VANCOUVER – Injured centre Manny Malhotra skated briefly with the Vancouver Canucks during practice Thursday, but team officials quickly dismissed speculation he could return to play during the NHL playoffs.
Malhotra, who has been sidelined with a serious eye injury since March 16, skated by himself for about 20 minutes. He remained when the rest of the Canucks came on the ice and participated in a few drills.
The 30-year-old, who wore a face mask on his helmet, watched the rest of the practice from the bench. He occasionally shouted encouragement to his mates and banged his stick against the boards.
“It was nice to see him on the ice,” said goaltender Roberto Luongo.

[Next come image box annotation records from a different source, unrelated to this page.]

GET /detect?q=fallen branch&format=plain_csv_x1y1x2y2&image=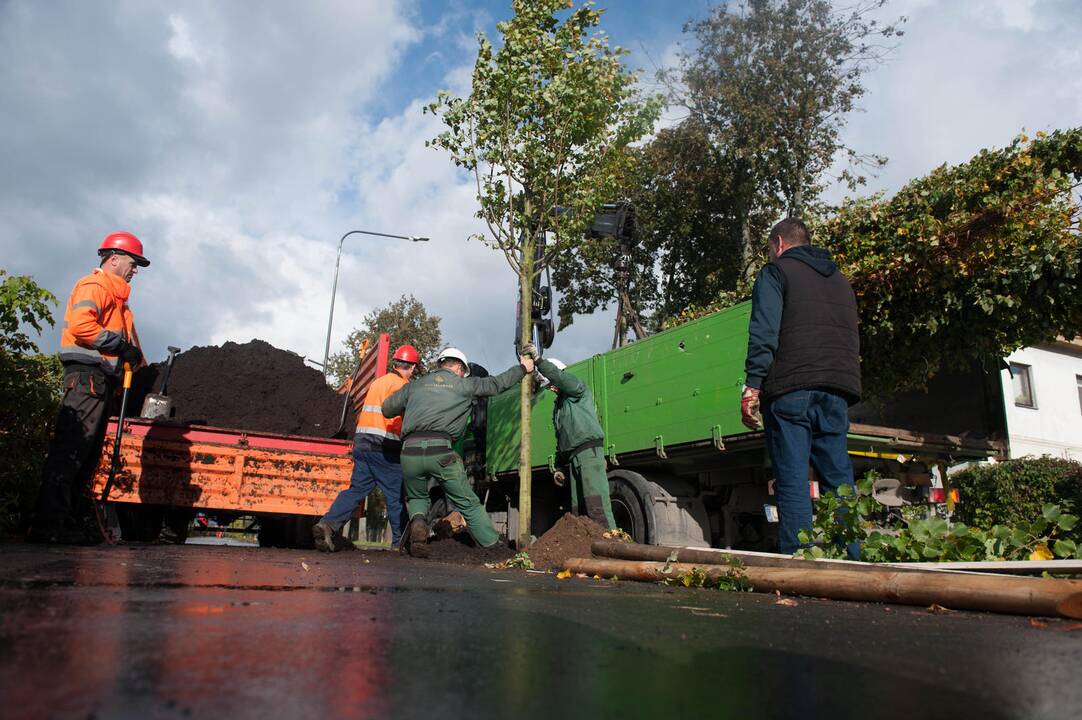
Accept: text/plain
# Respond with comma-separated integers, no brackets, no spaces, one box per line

566,558,1082,619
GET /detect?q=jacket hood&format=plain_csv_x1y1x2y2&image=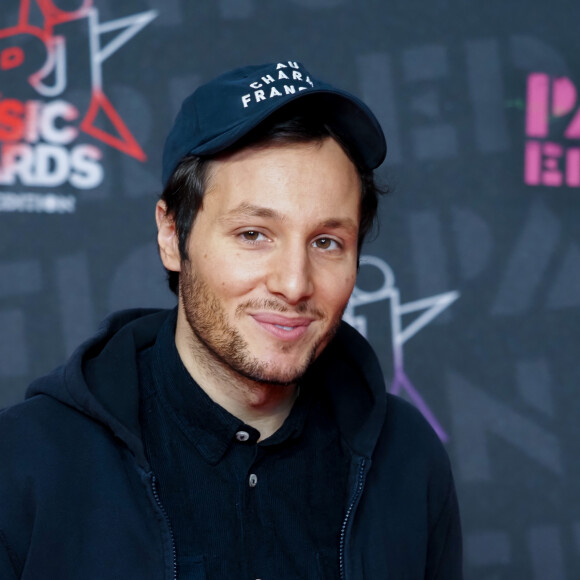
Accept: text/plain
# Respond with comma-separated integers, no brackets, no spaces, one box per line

26,309,387,467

“We’re all putting for him. He’s a great guy, a great teammate. It’s not easy what has happened to him. He has been around the team. The boys are happy to have him around and have him part of the group.”

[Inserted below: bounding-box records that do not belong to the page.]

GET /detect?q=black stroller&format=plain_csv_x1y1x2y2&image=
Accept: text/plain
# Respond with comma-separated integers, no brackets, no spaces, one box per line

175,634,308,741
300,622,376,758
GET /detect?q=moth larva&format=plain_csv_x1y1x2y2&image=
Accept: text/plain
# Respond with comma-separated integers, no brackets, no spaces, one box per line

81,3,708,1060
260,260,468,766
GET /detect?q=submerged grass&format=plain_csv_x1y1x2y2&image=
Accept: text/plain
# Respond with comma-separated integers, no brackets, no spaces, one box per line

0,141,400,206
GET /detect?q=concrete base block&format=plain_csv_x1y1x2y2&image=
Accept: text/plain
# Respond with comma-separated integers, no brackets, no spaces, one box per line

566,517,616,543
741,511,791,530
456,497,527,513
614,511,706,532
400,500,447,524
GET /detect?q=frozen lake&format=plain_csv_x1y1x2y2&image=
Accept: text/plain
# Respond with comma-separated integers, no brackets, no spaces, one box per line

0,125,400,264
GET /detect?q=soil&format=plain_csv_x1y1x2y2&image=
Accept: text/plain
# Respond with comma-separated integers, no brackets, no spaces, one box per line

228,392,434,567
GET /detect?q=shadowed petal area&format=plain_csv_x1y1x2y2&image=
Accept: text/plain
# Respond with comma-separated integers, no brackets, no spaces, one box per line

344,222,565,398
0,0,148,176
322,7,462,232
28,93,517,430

Malhotra skated briefly by himself on Wednesday.
Rick Bowness, Vancouver’s associate coach, said it was good to see Malhotra skating again.
“He did partake in some of the drills,” said Bowness. “I had to give him heck right away because he went offside on one of the simple little warm-up drills.
“Other than that, it was good to see him.”
The Canucks open the NHL Western Conference final on Sunday against either the Detroit Red Wings or San Jose Sharks.
Bowness said there is little chance Malhotra will appear in any of the remaining playoff games.
“There is no change in Manny’s status,” said Bowness. “He’s getting a light workout with the guys.
“Nothing has changed. Unless there is a complete miracle there is no chance.”
Malhotra has undergone several surgeries since being hit in the left eye by a puck March 16. The Mississauga, Ont., native was hurt when a pass deflected off the stick of Colorado Avalanche defenceman Erik Johnson into his eye.
The Canucks announced March 21 he was lost for the season.
Malhotra had 11 goals and 19 assists in 72 games this season. The defensive specialist centred Vancouver’s third line, took key faceoffs and killed penalties.
He was second in the NHL with a 61.7 per cent faceoff percentage when he was injured.
Malhotra, a former first-round draft pick of the New York Rangers, signed a US$7.5-million, three-year contract as a free agent last summer with the Canucks.
Malhotra has been seen around the team for the last few weeks, usually wearing dark sunglasses. He has travelled with the Canucks, sat in on meetings, and offered advice to players.
“He’s a leader,” said Luongo. “He sees the game from a different perspective than we do.
“It’s key to have that, especially in the playoffs.”
Raffi Torres, who played on a line with Malhotra, said his presence has been welcomed in the dressing room.
“Just having him back in the room is special,” said Torres. “He’s one of those guys you feel better (with) and you want to be around.
“Having him on the ice today was a real treat. It put a lot of smiles on guy’s faces. Having Manny with a smile on his face is good to see again.”